The truth is that there are 6 different people on this earth that keepers have always had trouble saying NO to. Not because we feared these people would not love keepers. We already knew that not one of them felt an ounce of caring for any keeper but we still felt like keepers needed to live up to our responsibility to them in spite of that fact. These are people that keepers have been taking care of for the whole of our lives. So much so that each one of these people fully expects keepers to twist and turn ourselves to satisfy their every whim. But each one, also, turns right back to treating keepers like garbage once he/she has gotten what is being asked of keepers.

To keepers, being big sister meant that it was up to us to always do the giving and the caring for our siblings. And, being mom meant that it was our responsibility to please and to give without ever asking for anything in return. In fact, it was only to satisfy a demand made by our youngest daughter that the door was ever opened on allowing our siblings back into our lives. Keepers knew it was the wrong thing to do. That is why our siblings had been out of our lives for the last twenty years. But–when our daughter told keepers how much it would mean to her to have her estranged aunt and uncles in attendance at her wedding–keepers opened the door on those relationships and tried our best to give her what she wanted so badly.

Actually, tonight begins a new era for all keepers. It begins the time in our lives when keepers know and understand that it really is ok to say NO to those people who only intend to use and drain us of all we have to give. We have made the decision to say NO in this one instance. Still, our John Michael loves us. Our brother still loves us. Pastor loves us. In fact, each one stands beside us in our saying NO. For keepers, this means that we can say NO and our world will still go on without missing a beat. The relationships where keepers are loved and valued are just as strong after our saying NO as they were before. Keepers only gained strength and self-esteem by saying NO in a situation where that word was most appropriate. It has taken keepers almost 60 years to learn that it really is ok to say NO when we need to. That is not a lesson keepers will ever forget.

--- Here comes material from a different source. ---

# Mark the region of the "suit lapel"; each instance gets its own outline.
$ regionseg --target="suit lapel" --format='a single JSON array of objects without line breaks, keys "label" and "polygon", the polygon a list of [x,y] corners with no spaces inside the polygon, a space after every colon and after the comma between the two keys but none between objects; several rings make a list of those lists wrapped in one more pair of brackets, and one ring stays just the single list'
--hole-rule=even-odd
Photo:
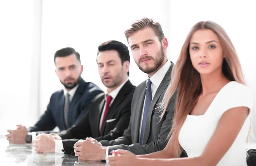
[{"label": "suit lapel", "polygon": [[[107,115],[106,115],[106,117],[105,118],[104,121],[103,121],[103,124],[102,124],[101,132],[102,134],[103,134],[104,132],[107,120],[109,119],[112,113],[113,112],[113,111],[115,110],[116,107],[117,107],[121,103],[122,101],[125,99],[125,96],[127,93],[129,93],[129,90],[131,86],[132,86],[132,84],[130,81],[128,80],[127,82],[125,84],[122,88],[121,88],[119,92],[118,92],[117,95],[109,107],[109,109],[107,113]],[[100,115],[101,115],[101,114]]]},{"label": "suit lapel", "polygon": [[144,111],[143,110],[143,106],[144,105],[144,100],[145,98],[145,96],[146,95],[146,82],[144,82],[144,85],[143,86],[143,87],[142,89],[141,92],[139,94],[142,94],[142,95],[140,95],[139,98],[137,101],[136,107],[135,108],[137,108],[137,110],[135,110],[135,116],[134,117],[135,119],[135,133],[137,134],[134,135],[134,139],[135,142],[139,143],[140,143],[140,123],[141,122],[141,115],[142,113]]},{"label": "suit lapel", "polygon": [[96,119],[95,119],[96,123],[96,129],[98,129],[99,135],[99,123],[100,122],[100,118],[101,118],[101,115],[102,113],[102,112],[103,111],[103,109],[104,109],[104,104],[105,104],[105,95],[103,95],[102,96],[102,99],[101,102],[99,104],[98,107],[98,113],[97,113],[97,116]]},{"label": "suit lapel", "polygon": [[64,93],[62,90],[61,95],[60,96],[60,102],[58,102],[59,106],[58,108],[60,108],[59,110],[59,117],[62,124],[64,124],[64,127],[66,127],[65,121],[64,120],[64,104],[65,104],[65,97],[64,96]]},{"label": "suit lapel", "polygon": [[142,141],[143,144],[146,144],[147,141],[148,141],[151,126],[151,117],[152,116],[152,113],[154,108],[158,107],[160,106],[160,104],[161,103],[162,101],[159,101],[158,100],[161,95],[164,95],[164,94],[163,94],[163,93],[164,93],[164,91],[165,92],[165,90],[169,85],[170,81],[171,80],[171,74],[172,73],[172,70],[173,66],[174,64],[172,62],[171,66],[166,73],[164,77],[162,80],[162,82],[161,82],[161,83],[159,85],[159,87],[157,88],[157,91],[156,92],[156,93],[152,100],[152,102],[151,103],[151,104],[149,107],[149,110],[148,110],[148,115],[147,116],[146,126],[145,127],[145,130],[144,131],[143,140]]},{"label": "suit lapel", "polygon": [[[72,114],[72,113],[74,113],[75,112],[73,111],[73,109],[75,108],[75,106],[77,103],[78,101],[81,98],[82,95],[83,94],[83,92],[84,91],[84,85],[86,82],[85,82],[81,78],[80,79],[79,81],[79,84],[77,88],[77,89],[76,91],[75,94],[74,95],[74,96],[73,96],[73,98],[71,100],[71,102],[70,103],[70,110],[69,112],[69,124],[72,121],[72,118],[73,118],[73,115]],[[69,124],[69,126],[70,125],[70,124]]]}]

To be honest, keepers are happiest when we are giving to those we love. There have been times when it made us happy to share with our brothers and sisters. There have been many times when it made us happy to be giving as mothers and especially as grandmothers. But even in the roles where keepers have always been caretakers there is a limit on what it is reasonable to ask of us and there is a point where our giving hearts have been completely depleted. Since none of these people have ever bothered to replenish our giving spirits, keepers finally reached the point where we have absolutely nothing more to give. Somehow, that should make keepers very sad because it means these people put no value at all on who keepers are. But instead of sadness a feeling of freedom followed our saying NO this evening. WHAT AN AMAZING THING IT IS FOR KEEPERS TO FINALLY FEEL THAT FREEDOM!!!!!!!!!!!

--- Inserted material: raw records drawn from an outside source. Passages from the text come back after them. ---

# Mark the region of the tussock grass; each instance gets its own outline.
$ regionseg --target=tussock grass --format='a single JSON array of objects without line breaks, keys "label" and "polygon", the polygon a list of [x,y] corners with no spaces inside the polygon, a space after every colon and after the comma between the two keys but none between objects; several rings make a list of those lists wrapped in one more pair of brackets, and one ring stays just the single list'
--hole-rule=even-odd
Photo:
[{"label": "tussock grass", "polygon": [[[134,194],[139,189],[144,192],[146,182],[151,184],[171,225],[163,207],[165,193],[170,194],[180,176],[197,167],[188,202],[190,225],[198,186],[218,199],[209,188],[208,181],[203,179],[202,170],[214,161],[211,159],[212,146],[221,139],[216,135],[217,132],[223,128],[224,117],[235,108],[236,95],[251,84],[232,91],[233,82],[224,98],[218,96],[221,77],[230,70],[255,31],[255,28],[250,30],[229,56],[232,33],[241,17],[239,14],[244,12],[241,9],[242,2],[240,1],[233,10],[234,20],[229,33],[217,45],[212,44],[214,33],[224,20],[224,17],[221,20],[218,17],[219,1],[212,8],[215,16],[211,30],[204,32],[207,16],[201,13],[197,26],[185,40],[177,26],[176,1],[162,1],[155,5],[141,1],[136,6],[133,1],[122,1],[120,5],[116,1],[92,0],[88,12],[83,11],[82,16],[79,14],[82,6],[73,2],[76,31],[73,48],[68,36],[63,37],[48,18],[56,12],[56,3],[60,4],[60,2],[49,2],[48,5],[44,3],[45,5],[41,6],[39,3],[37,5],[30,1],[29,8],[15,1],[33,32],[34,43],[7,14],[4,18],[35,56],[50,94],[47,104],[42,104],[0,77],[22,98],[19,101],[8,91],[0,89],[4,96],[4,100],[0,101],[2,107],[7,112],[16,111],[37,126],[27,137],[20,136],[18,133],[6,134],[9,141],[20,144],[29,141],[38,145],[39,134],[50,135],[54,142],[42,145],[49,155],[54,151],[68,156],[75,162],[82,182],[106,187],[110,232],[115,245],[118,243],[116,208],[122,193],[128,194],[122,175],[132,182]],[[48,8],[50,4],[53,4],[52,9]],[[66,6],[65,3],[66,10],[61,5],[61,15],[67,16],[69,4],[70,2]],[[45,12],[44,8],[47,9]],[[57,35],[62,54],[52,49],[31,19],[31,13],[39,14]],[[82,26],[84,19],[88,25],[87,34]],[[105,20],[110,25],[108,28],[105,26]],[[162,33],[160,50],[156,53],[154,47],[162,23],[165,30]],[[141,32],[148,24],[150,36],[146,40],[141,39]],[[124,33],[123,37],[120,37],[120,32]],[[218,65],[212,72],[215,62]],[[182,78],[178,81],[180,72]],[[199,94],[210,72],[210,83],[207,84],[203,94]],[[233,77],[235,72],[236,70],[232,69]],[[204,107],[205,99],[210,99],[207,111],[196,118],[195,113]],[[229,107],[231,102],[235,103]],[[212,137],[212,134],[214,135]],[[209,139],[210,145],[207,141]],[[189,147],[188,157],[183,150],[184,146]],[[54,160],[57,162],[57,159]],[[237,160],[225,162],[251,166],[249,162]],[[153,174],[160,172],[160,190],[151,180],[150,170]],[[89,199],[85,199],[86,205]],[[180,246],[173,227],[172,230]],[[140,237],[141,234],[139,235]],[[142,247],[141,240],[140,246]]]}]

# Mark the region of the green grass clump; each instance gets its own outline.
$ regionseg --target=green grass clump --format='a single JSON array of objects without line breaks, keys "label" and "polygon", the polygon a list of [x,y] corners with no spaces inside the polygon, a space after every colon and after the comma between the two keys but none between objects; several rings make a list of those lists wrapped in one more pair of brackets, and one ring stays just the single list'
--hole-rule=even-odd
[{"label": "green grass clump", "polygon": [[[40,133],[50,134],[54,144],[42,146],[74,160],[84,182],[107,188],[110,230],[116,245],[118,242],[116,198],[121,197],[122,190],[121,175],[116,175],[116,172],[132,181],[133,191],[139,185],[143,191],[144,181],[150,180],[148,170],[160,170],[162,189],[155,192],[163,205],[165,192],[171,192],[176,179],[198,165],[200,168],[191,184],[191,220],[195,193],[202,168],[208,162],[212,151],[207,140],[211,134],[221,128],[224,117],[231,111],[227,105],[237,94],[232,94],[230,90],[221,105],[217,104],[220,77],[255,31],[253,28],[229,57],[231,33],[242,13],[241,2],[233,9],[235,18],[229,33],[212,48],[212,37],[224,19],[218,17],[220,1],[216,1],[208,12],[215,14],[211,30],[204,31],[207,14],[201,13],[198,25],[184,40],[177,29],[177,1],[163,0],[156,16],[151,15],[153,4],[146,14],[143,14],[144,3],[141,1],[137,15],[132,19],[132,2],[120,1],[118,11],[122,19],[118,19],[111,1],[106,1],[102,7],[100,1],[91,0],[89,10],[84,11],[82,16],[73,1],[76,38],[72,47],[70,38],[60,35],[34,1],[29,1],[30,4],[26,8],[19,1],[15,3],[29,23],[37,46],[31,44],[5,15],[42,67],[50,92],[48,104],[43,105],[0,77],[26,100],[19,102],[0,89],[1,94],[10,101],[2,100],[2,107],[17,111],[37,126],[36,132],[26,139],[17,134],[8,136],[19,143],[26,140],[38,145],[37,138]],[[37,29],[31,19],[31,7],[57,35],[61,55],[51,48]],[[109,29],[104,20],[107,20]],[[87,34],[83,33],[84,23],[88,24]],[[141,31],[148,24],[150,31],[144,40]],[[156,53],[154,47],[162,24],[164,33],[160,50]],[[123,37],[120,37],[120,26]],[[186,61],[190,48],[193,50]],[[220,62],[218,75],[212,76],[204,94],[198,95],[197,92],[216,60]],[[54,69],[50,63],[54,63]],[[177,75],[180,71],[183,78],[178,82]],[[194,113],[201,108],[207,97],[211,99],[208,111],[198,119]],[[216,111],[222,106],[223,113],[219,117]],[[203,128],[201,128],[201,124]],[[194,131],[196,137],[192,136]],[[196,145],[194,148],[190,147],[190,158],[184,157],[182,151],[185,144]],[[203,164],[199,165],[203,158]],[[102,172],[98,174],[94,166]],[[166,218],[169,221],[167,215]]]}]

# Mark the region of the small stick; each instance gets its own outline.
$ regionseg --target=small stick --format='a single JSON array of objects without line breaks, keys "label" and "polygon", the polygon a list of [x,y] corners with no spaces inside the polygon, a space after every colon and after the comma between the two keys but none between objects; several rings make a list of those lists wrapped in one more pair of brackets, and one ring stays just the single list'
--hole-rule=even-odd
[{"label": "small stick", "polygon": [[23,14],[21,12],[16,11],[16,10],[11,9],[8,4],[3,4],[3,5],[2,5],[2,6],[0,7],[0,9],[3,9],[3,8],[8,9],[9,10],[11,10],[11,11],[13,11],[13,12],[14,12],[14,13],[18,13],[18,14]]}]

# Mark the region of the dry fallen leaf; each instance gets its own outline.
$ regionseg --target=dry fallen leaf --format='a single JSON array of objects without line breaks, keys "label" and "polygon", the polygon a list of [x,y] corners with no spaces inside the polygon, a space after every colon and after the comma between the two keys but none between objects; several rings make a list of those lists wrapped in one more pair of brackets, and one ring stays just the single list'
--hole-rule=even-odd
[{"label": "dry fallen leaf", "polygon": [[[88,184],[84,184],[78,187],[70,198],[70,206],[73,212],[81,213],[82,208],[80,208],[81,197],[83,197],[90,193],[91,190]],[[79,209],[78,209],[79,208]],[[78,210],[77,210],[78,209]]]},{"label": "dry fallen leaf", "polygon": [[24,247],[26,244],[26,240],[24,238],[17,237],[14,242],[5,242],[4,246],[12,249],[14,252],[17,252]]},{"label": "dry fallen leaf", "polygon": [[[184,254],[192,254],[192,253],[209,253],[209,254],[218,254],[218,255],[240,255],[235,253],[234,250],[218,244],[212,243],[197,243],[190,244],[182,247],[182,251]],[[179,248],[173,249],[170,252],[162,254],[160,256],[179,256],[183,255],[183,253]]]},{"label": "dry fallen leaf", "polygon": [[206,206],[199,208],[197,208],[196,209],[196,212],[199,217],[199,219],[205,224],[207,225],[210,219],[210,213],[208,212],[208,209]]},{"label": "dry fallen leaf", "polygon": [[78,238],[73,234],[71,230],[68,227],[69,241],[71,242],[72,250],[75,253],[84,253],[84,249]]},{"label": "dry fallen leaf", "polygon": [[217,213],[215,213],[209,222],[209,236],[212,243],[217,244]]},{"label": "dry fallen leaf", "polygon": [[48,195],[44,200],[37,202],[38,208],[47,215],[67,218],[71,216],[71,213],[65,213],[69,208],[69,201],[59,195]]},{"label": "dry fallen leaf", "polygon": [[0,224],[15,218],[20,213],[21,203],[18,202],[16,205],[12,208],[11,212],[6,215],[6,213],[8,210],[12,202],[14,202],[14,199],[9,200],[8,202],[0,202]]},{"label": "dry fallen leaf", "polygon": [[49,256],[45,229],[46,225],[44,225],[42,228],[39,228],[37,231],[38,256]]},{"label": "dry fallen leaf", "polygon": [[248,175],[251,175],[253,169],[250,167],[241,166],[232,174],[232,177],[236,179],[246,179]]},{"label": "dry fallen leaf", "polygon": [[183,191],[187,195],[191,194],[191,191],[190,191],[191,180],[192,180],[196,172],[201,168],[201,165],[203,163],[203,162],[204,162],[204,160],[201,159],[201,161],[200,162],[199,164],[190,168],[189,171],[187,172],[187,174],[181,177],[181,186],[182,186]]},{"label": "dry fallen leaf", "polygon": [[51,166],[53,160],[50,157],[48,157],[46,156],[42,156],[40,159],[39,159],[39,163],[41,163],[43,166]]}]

For keepers, Saturday July 21, 2007 is the day that keepers can celebrate as the day we finally knew that it really is ok to say NO. This day will always mean so much to our system because we have struggled our whole lives to get here.

peace and blessings,

keepers

Comments»

1. idgyedgy - July 22, 2007

Keepers,
We are all so so so so proud of you! Saying “no” is so hard to do, but you did it–and in doing so, you are taking care of all of you and that is (to quote CJ here) f’ing fabulous!!

~Grace~

Keepers Lady, guess what? Just like Mr. John and Pastor and your brother still love you. I still love you too.
Love, Sarah

2. meadow - July 22, 2007

There was a time when I couldn’t say no. I would sacrafice myself by putting myself in extremely uncomfortable situations then spend a day or two recovering. Not anymore. If I think something is going to be too much for me I just don’t do it and while I’m sorry people don’t understand I have learned that my well being has to be my priority. Life is much better this way.

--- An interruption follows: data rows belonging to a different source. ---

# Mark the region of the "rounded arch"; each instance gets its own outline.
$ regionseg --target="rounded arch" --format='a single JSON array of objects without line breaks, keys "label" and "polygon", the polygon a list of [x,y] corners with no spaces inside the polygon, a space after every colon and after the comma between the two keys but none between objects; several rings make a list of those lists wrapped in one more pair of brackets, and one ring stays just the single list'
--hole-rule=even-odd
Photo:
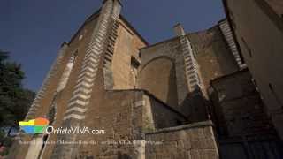
[{"label": "rounded arch", "polygon": [[160,57],[156,57],[154,58],[151,58],[149,59],[148,62],[146,62],[144,64],[142,64],[141,65],[141,68],[139,69],[139,72],[141,72],[149,63],[151,63],[152,61],[154,60],[157,60],[158,58],[165,58],[165,59],[168,59],[170,61],[172,62],[172,64],[175,65],[175,61],[173,58],[172,58],[171,57],[168,57],[168,56],[160,56]]},{"label": "rounded arch", "polygon": [[152,58],[138,73],[138,87],[154,95],[170,106],[177,105],[177,85],[174,60],[162,56]]}]

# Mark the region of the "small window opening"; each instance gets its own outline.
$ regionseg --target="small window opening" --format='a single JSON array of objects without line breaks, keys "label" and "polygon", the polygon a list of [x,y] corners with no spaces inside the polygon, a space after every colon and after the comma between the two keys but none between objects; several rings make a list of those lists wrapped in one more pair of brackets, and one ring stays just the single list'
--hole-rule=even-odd
[{"label": "small window opening", "polygon": [[241,41],[244,43],[245,49],[248,50],[249,57],[253,57],[252,51],[243,37],[241,37]]}]

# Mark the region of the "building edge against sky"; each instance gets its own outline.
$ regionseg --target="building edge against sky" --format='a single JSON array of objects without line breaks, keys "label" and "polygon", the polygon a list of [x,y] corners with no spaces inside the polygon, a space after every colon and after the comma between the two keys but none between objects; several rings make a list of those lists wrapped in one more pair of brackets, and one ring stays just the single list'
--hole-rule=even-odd
[{"label": "building edge against sky", "polygon": [[223,4],[267,112],[283,139],[283,2],[223,0]]},{"label": "building edge against sky", "polygon": [[[237,11],[244,1],[224,2],[226,5],[235,3],[231,8]],[[249,2],[258,6],[259,0]],[[242,49],[250,44],[248,40],[244,45],[239,42],[241,30],[236,29],[245,23],[233,24],[228,19],[189,34],[179,24],[174,26],[176,37],[149,45],[119,15],[121,7],[119,0],[104,0],[102,8],[62,45],[26,117],[44,117],[54,127],[95,127],[106,133],[31,136],[21,132],[9,158],[282,156],[281,143],[256,91],[256,80],[257,80],[256,68],[262,65],[247,61],[247,51]],[[236,15],[234,19],[238,19]],[[266,26],[273,24],[270,17],[266,19]],[[279,37],[277,42],[281,42]],[[247,65],[256,82],[251,82]],[[278,63],[276,69],[280,65]],[[277,80],[275,83],[279,82]],[[275,94],[280,84],[268,86]],[[269,93],[257,85],[264,100]],[[266,100],[265,105],[279,108]],[[280,134],[276,117],[280,116],[271,114]],[[21,145],[19,140],[39,142]],[[136,144],[61,145],[58,140],[135,140]],[[160,140],[162,147],[145,144]]]}]

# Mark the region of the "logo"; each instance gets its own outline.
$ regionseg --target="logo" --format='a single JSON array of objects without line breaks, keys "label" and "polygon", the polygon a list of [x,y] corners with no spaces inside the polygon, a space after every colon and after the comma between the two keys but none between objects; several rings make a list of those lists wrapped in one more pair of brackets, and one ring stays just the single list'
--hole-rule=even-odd
[{"label": "logo", "polygon": [[49,123],[50,121],[48,119],[43,117],[38,117],[33,120],[29,120],[27,122],[20,121],[19,122],[19,125],[20,129],[24,130],[26,133],[36,134],[43,133]]}]

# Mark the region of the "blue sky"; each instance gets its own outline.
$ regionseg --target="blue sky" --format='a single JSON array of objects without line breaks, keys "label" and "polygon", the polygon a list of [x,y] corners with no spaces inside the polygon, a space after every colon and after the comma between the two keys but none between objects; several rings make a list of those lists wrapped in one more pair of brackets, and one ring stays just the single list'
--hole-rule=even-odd
[{"label": "blue sky", "polygon": [[[122,0],[122,14],[149,42],[203,30],[225,17],[221,0]],[[1,0],[0,49],[22,64],[24,87],[37,91],[60,44],[68,42],[102,0]]]}]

3. silverylizard - July 22, 2007

i respect you more for saying no. one has to discern between the real needs of an individual asking you for something, and the selfish or self distructive desires that individual might be employing to make life easy on themselves at your expense. sometimes the more loving and responsible thing to do is say no.

it was irresponsible for that relative not to warn you what your brother was going to ask. obviously the he/she said no.

im glad you stood up to them. im glad you made your own decision, and didnt let them bully you into opening your home up to all that grief. he may still find a way out of that program, but at least you didnt help him to quit.
kïrstin♫

4. April_Optimist - July 22, 2007

It is so hard to say no–especially to those we love. It is so hard when we know the other person is hurting. And yet sometimes that is the best thing we can do. I am glad you were able to say “no.” You deserve to be safe and happy, too.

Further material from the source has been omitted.